Pushing power button moves 5 sec.

Could this be the capacitor problem and need to replace?

I think it is... but need some confirmation before buying the new capacitor.

thanks in advance


----------



## TONY M (Jun 22, 2010)

oversleep said:


> ...Could this be the capacitor problem and need to replace?
> 
> I think it is... but need some confirmation before buying the new capacitor.


Hi Oversleep, the likely cause of this issue is that the capacitor is no longer useable and requires replacement.

Here is a guide of mine to show what needs to be done. http://www.thewatchforum.co.uk/index.php?showtopic=56397&st=15 (scroll down to post 17). I have replaced the capacitors a couple of times, this is unfortunately needed after the watch has been sitting out of use for several months.

Tony


----------



## kevkojak (May 14, 2009)

Is it double-ticking?

If it's running ok then I'd just live with it until the capacitor degrades to the point it only holds enough power to get a 'low power indicator' double tick!


----------



## oversleep (May 6, 2012)

Yes it was double clicking when the watch is start charging. I think it is expect. Once the watch was charge for sometime. The double click seems to be gone.



kevkojak said:


> Is it double-ticking?
> 
> If it's running ok then I'd just live with it until the capacitor degrades to the point it only holds enough power to get a 'low power indicator' double tick!


----------



## oversleep (May 6, 2012)

How often does the capacitor need to replaced?
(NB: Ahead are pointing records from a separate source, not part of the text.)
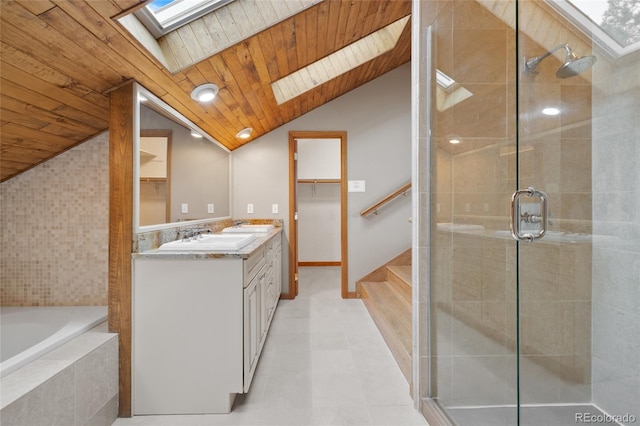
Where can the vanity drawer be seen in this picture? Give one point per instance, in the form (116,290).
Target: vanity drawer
(253,264)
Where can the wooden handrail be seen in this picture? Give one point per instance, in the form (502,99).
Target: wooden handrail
(374,208)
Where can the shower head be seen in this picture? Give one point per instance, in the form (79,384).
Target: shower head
(573,64)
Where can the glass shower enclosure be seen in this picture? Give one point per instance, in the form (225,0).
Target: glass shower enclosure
(533,152)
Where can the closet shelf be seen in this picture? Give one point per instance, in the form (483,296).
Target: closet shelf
(319,180)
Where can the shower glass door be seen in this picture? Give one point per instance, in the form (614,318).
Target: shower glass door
(473,174)
(578,142)
(535,132)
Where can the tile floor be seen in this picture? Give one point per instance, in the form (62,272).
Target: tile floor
(324,363)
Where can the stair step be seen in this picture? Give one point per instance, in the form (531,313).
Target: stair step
(400,278)
(392,315)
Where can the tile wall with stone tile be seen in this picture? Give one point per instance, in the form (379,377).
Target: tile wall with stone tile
(54,221)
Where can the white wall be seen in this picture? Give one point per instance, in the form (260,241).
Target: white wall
(377,119)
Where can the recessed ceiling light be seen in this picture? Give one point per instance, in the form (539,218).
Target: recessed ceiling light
(204,92)
(551,111)
(244,133)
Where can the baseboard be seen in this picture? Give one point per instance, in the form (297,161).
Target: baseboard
(337,263)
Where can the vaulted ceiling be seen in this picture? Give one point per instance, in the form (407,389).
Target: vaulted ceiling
(61,58)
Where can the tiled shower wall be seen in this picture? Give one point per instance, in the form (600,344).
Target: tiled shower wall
(54,224)
(616,212)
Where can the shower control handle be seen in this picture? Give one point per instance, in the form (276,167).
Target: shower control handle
(517,217)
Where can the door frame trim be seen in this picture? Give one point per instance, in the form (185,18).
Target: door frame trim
(293,229)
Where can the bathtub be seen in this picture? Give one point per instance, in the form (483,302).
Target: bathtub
(27,333)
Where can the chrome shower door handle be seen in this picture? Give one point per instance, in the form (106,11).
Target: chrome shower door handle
(517,218)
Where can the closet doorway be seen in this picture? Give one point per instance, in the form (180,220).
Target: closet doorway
(318,200)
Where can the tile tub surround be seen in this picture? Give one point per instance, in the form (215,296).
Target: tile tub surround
(54,219)
(76,384)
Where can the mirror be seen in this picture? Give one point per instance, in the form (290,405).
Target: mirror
(180,177)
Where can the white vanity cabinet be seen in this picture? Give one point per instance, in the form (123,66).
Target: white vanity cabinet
(199,325)
(260,299)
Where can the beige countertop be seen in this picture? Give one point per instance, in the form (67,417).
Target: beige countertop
(243,253)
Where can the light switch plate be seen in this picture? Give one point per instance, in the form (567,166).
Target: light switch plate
(356,186)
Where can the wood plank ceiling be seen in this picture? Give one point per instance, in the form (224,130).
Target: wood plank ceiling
(61,58)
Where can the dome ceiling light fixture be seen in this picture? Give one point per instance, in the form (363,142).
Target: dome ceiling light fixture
(244,133)
(205,92)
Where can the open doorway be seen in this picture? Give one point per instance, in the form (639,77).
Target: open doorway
(318,168)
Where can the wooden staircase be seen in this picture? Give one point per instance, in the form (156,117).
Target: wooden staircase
(386,293)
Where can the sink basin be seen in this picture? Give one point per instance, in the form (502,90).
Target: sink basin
(258,229)
(210,242)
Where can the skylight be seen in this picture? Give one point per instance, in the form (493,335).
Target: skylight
(162,16)
(615,25)
(339,62)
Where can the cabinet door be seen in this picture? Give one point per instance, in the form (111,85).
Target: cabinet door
(252,333)
(262,284)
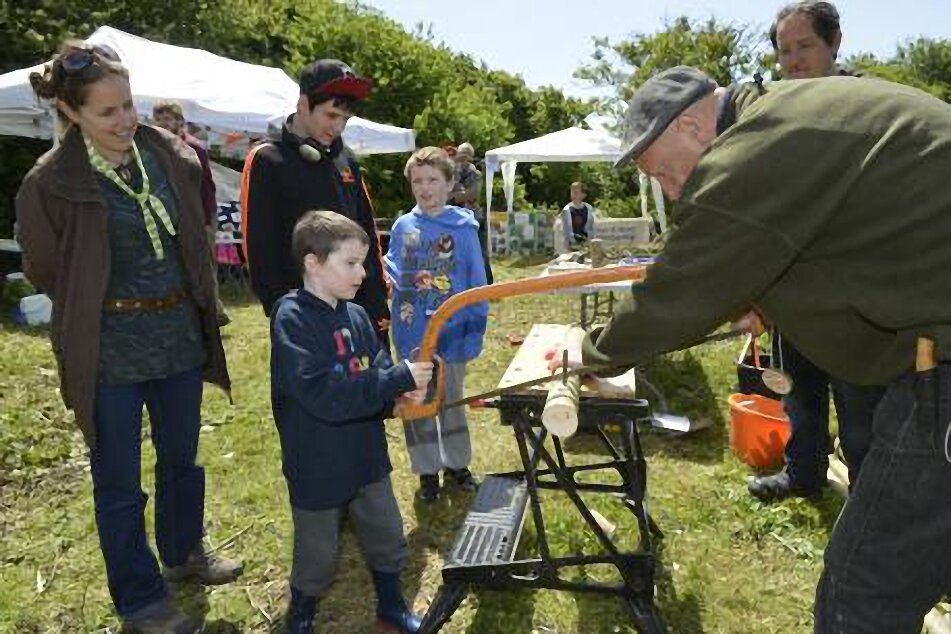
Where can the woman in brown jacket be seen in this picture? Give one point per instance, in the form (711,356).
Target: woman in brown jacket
(112,229)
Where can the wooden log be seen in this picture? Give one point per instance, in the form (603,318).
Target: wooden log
(560,415)
(621,386)
(938,621)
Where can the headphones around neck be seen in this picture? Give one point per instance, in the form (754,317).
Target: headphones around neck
(312,152)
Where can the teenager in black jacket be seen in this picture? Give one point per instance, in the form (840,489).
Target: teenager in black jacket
(309,168)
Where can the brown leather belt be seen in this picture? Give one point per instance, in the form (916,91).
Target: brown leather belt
(924,357)
(145,304)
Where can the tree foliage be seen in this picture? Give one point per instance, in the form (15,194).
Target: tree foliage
(924,63)
(726,52)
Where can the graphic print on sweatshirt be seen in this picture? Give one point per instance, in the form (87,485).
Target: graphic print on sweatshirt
(349,363)
(428,268)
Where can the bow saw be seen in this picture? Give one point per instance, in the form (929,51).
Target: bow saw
(502,290)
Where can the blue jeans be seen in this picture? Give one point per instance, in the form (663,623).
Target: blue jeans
(807,406)
(887,562)
(174,405)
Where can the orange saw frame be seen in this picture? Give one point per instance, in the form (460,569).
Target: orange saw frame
(412,411)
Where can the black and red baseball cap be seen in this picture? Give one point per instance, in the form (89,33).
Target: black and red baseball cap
(333,78)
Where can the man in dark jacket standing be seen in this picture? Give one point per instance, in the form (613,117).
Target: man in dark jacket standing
(309,168)
(791,210)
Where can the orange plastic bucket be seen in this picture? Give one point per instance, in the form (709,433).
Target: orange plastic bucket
(759,430)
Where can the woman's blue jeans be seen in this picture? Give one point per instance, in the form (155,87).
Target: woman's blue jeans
(174,405)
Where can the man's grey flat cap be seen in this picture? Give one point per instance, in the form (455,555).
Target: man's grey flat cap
(656,103)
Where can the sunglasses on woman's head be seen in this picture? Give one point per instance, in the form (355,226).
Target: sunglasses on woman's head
(78,59)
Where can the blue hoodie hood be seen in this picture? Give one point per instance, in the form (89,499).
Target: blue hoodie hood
(431,258)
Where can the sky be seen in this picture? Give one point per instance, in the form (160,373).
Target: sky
(544,41)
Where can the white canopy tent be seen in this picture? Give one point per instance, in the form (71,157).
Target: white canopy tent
(564,146)
(231,100)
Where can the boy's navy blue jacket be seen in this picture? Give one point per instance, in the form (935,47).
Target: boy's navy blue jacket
(331,386)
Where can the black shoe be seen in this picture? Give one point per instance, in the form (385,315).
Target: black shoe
(428,487)
(463,479)
(779,486)
(392,615)
(300,613)
(403,623)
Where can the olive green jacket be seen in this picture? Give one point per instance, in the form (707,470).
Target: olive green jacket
(828,206)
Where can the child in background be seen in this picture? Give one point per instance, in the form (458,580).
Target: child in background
(331,386)
(577,218)
(434,253)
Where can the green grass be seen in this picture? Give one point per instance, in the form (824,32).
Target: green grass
(727,563)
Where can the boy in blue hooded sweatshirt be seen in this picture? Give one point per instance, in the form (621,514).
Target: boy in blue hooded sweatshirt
(331,386)
(434,253)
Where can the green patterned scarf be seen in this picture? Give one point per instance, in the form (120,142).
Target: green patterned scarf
(147,201)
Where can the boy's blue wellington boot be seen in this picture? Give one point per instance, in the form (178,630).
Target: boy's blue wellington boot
(300,613)
(391,612)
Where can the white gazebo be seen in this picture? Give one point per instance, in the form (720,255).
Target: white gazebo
(564,146)
(231,100)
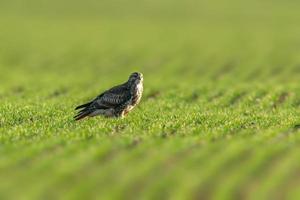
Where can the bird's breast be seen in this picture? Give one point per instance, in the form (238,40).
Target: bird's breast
(137,95)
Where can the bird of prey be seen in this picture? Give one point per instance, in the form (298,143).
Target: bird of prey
(115,102)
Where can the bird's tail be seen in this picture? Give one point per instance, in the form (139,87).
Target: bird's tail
(83,105)
(85,112)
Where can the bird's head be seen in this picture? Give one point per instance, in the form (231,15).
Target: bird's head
(135,78)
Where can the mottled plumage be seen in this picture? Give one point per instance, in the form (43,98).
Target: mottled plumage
(115,102)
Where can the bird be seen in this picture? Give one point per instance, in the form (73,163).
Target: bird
(115,102)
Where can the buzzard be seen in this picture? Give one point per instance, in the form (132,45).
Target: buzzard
(115,102)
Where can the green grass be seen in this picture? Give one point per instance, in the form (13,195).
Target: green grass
(220,115)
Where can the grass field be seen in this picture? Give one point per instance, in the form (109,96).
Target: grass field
(220,115)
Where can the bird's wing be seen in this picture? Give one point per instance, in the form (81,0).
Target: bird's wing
(112,97)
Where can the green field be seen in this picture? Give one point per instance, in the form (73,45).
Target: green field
(219,118)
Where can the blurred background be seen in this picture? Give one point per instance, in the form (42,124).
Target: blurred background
(219,117)
(201,40)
Any recommended seller to buy.... I need few from ebay. but the seller from France tend to be the cheapest.

I got a quoted Â£99.61 from Seiko UK... lol I think i will replace it myself.



TONY M said:


> oversleep said:
> 
> 
> > ...Could this be the capacitor problem and need to replace?
> ...


----------



## richy176 (Aug 7, 2013)

It is difficult to say how long the capacitor will last as this will depend on the way you use it. Letting it run out of charge seems to damage them quicker than keeping a charge all the time.
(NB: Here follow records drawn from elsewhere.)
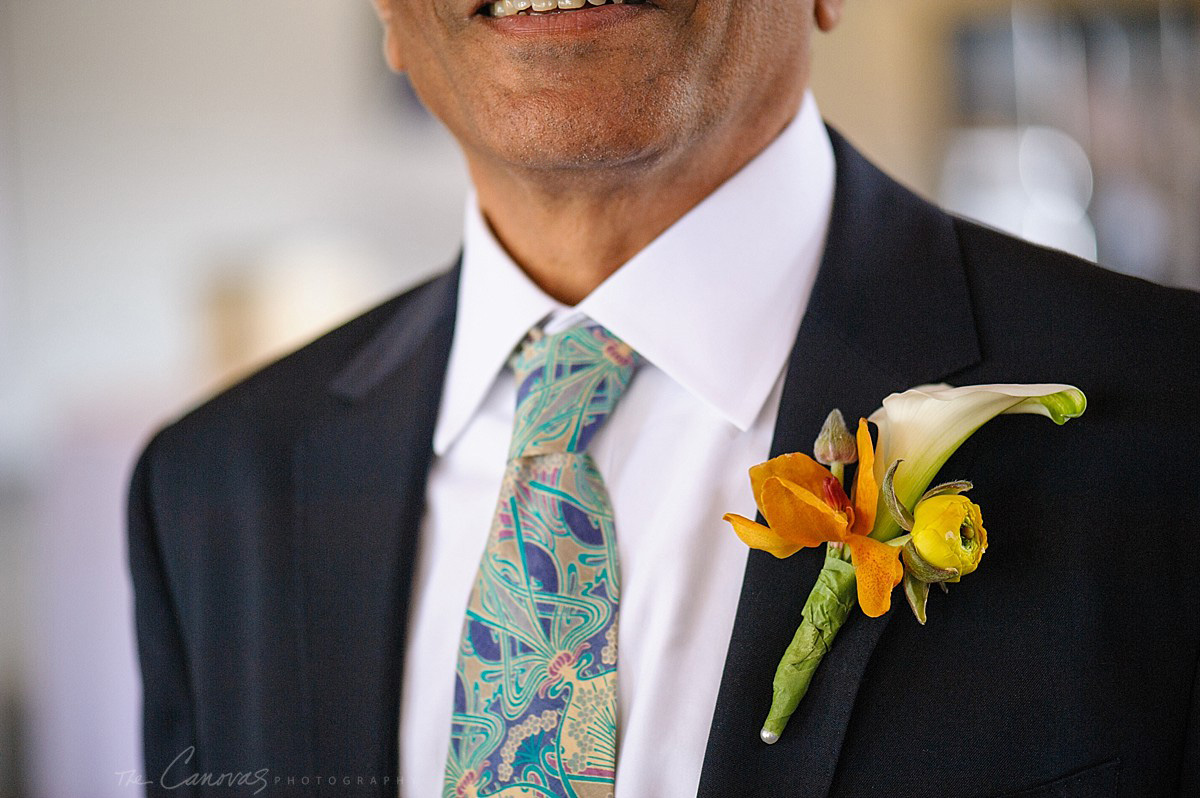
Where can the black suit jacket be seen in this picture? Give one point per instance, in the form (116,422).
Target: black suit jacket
(274,529)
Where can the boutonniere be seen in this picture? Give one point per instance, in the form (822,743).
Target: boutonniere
(892,527)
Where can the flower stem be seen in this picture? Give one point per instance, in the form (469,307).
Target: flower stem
(823,615)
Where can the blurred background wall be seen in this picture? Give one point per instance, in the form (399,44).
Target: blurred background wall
(187,190)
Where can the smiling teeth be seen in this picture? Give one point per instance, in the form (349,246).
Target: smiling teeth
(509,7)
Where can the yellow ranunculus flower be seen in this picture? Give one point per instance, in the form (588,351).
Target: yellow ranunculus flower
(948,533)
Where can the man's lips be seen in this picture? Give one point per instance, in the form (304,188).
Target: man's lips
(498,9)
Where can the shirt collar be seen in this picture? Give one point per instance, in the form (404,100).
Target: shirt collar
(714,301)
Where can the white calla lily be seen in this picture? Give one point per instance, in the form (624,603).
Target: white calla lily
(924,426)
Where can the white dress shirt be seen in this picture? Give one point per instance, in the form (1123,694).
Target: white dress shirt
(713,306)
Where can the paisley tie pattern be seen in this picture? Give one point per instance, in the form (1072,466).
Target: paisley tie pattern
(535,689)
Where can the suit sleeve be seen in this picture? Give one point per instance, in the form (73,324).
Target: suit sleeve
(167,712)
(1189,774)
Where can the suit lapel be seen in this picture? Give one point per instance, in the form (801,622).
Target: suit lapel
(360,490)
(889,310)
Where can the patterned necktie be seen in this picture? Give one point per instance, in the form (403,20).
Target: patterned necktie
(535,690)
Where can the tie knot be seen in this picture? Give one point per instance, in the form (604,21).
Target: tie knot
(568,383)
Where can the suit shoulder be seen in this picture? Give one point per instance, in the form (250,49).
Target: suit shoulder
(285,394)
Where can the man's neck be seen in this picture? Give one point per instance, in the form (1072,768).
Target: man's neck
(569,233)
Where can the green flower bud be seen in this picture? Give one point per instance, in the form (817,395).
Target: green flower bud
(835,444)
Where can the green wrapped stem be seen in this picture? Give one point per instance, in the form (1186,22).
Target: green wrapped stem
(825,612)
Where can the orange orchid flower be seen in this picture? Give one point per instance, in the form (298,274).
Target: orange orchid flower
(805,505)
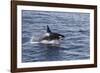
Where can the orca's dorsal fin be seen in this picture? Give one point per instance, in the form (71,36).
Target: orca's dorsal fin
(48,29)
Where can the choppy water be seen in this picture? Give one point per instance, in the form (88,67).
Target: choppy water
(74,26)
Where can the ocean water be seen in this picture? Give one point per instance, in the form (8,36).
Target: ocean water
(74,26)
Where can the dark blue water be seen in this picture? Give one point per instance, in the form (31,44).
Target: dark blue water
(74,26)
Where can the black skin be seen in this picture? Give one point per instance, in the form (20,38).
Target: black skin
(53,36)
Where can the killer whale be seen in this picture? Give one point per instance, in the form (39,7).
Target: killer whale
(51,37)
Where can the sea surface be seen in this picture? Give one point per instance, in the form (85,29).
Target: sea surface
(74,26)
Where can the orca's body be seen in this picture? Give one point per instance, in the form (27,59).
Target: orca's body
(51,37)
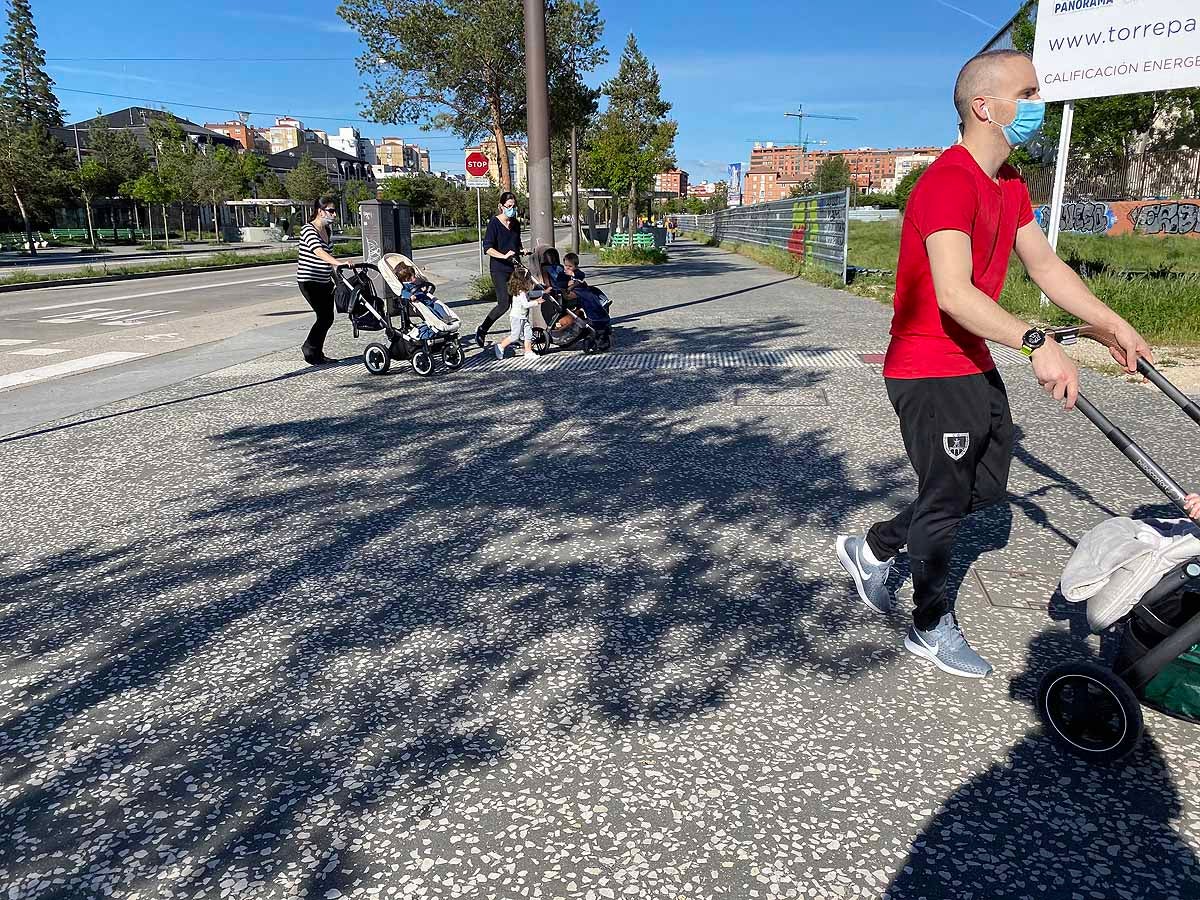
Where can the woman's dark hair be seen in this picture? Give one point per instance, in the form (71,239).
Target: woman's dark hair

I have a diver kinetic that is over 10 years old and the capacitor is showing signs of depletion. It is difficult to generate more than a 5 second movement when pressing the button but apart from that it runs well and keeps great time.

I have found that putting kinetics on a watch winder helps keep the charge for longer in between wering although you need a special winder to really keep them fully charged.


----------



## sayco (Jul 25, 2013)

Wear it and ramp the power up for a good 2 weeks at least, and then see how you go on.
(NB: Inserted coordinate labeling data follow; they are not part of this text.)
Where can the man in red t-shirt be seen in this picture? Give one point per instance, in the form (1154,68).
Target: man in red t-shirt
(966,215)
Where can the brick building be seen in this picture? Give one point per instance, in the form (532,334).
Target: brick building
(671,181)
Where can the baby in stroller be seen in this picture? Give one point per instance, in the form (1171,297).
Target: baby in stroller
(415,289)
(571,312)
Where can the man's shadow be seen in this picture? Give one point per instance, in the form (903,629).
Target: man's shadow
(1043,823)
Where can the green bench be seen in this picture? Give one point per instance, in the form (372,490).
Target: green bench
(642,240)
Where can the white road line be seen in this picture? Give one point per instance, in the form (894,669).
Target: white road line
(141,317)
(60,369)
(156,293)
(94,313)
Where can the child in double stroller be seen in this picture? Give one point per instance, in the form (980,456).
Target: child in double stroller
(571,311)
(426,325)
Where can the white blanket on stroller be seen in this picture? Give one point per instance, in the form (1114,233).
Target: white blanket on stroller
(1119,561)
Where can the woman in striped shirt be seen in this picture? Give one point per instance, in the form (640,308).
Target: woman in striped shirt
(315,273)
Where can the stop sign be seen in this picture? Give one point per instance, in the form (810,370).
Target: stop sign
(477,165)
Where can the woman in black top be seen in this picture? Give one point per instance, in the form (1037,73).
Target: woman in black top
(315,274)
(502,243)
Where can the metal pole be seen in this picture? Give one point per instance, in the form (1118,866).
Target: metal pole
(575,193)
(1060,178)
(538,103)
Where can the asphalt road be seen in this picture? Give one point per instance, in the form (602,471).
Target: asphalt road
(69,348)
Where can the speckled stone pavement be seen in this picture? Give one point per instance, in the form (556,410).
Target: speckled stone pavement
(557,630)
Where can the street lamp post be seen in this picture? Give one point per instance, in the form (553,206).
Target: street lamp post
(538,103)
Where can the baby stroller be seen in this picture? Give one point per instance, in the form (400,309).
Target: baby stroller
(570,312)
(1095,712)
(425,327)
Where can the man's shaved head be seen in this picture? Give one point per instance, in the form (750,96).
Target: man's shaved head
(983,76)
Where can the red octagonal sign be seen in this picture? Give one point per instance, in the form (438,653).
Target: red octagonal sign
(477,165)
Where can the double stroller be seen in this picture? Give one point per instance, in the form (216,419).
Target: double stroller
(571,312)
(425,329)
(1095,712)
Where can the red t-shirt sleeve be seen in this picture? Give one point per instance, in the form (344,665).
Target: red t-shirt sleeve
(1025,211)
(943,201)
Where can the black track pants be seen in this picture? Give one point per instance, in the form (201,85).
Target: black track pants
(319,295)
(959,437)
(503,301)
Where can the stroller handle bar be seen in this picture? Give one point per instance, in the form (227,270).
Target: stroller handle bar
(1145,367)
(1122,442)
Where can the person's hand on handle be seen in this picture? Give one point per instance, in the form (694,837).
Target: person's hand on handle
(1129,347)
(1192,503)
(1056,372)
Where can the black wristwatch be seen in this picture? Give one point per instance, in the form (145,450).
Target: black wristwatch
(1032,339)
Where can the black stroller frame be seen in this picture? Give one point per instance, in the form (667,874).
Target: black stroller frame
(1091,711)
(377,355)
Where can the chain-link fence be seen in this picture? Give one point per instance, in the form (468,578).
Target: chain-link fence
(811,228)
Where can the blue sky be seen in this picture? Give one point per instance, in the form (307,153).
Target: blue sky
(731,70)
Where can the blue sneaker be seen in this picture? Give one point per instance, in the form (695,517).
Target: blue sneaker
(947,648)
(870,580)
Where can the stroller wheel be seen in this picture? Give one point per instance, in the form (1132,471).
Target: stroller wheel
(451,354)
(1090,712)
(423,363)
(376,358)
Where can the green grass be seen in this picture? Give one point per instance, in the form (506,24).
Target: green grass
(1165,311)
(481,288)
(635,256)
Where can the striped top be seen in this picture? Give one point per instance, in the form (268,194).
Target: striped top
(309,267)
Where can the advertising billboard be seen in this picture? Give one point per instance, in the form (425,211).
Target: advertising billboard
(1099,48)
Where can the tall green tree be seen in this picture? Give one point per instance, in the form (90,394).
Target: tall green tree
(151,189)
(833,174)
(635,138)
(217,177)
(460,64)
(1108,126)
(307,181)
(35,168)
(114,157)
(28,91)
I think a lot of people think of kinetic as being automatic,and it's not. A quick shake of an auto will often suffice,whereas with this movement you've got to build the power up. My advice would be to download a user manual which explains the charging procedure in more detail.


----------



## oversleep (May 6, 2012)

Just to report further,

The watch is still running with 5 sec power reserve for about 21 hrs. since last put it on still.

I will recharge it again when the power completely run out and post more info.


----------



## oversleep (May 6, 2012)

Updated the result after the watch was charged and discharged... please see the original post

... ahhh... I can not edit the original post...

So here is the result...

*1st trail charge swing the watch for 30 mins*


The energy dial went to 20 sec and down to 5 after the 1st day.

The energy last 4 days before the watch start to double click

The indicator was only blacked at 5 sec. (or not at all)


*2nd trail charge swing the watch for 30 mins*


The energy dial went to 20 sec and down to 5 after the 1st day.

The energy last 11 days before the watch start to double click

The indicator was only blacked at 5 sec. (or not at all)


So, can I conclude that this the capacitor starting to degrade?

Personally, if it is the case, the charge length would not bother me as it last days (long than normal auto watch)

Would it be safe to leave it like this, may be for a year or two?


----------



## BASHER (Jun 26, 2011)

Have you tried the electric toothbrush charging method?

Type Seiko kinetic electric toothbrush charger into YouTube.

It could be that the capacitor needs a really too charging.

The best way to charge it up would be to wear the watch every day for at leat two weeks.

Paul.


----------



## oversleep (May 6, 2012)

Just give an update...

I have try the electric toothbrush charge techniques and it really charges as long as the battery is in the induction field.

I have manage to charge the watch using the e-toothbrush. I left it there for 2 weeks.

The result is the same...no matter how long i try the dial indicator will not tick more than 20 sec. and the charge drop back to 5 sec and last for 4- 5 days.


----------